Kepler-447b: a hot-Jupiter with an extremely grazing transit
J. Lillo Box, D. Barrado-Navascues, N. C. Santos, L. Mancini, P. Figueira, S. Ciceri, T. Henning
We present the radial velocity confirmation of the extrasolar planet Kepler-447b, initially detected as a candidate by the Kepler mission. In this work, we analyzeits transit signal and the radial velocity data obtained with the Calar Alto Fiber-fed Echelle spectrograph (CAFE). By simultaneously modeling both datasets, we obtain the orbital and physical properties of the system. According to our results, Kepler-447b is a Jupiter-mass planet (Mp = 1.37+0.48-0.46 MJup), with an estimated radius of Rp = 1.65+0.59-0.56 RJup (uncertainties provided in this work are 3σ unless specified). This translates into a sub-Jupiter density. The planet revolves every ~7.8 days in a slightly eccentric orbit (e = 0.123+0.037-0.036) around a G8V star with detected activity in the Kepler light curve. Kepler-447b transits its host with a large impact parameter (b = 1.076+0.112-0.086), which is one of the few planetary grazing transits confirmed so far and the first in the Kepler large crop of exoplanets. We estimate that only around 20% of the projected planet disk occults the stellar disk. The relatively large uncertainties in the planet radius are due to the large impact parameter and short duration of the transit. Planetary transits with large impact parameters (and in particular grazing transits) can be used to detect and analyze interesting configurations, such as additional perturbing bodies, stellar pulsations, rotation of a non-spherical planet, or polar spot-crossing events.
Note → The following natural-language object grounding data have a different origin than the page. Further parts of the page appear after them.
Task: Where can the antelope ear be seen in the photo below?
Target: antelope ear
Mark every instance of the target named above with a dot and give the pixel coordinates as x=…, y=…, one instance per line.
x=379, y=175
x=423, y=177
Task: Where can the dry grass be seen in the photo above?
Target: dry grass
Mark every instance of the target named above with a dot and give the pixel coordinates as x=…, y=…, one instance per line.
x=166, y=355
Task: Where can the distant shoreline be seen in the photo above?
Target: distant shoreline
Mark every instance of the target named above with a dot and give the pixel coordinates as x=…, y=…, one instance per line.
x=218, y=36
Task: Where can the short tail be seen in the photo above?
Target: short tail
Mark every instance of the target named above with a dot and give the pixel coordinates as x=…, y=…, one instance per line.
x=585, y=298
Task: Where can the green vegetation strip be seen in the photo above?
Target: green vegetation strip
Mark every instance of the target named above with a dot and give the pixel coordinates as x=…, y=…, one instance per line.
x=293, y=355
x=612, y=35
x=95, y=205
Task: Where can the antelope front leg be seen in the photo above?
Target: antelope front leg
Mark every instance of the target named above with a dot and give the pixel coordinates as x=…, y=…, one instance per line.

All these scenarios will periodically modify the transit properties (depth, duration, and time of mid-transit), which could be detectable with sufficiently accurate photometry. Short-cadence photometric data (at the 1-min level) would help in the search for these exotic configurations in grazing planetary transits like that of Kepler-447b. This system could then be an excellent target for the forthcoming missions TESS and CHEOPS, which will provide the required photometric precision and cadence to study this type of transit.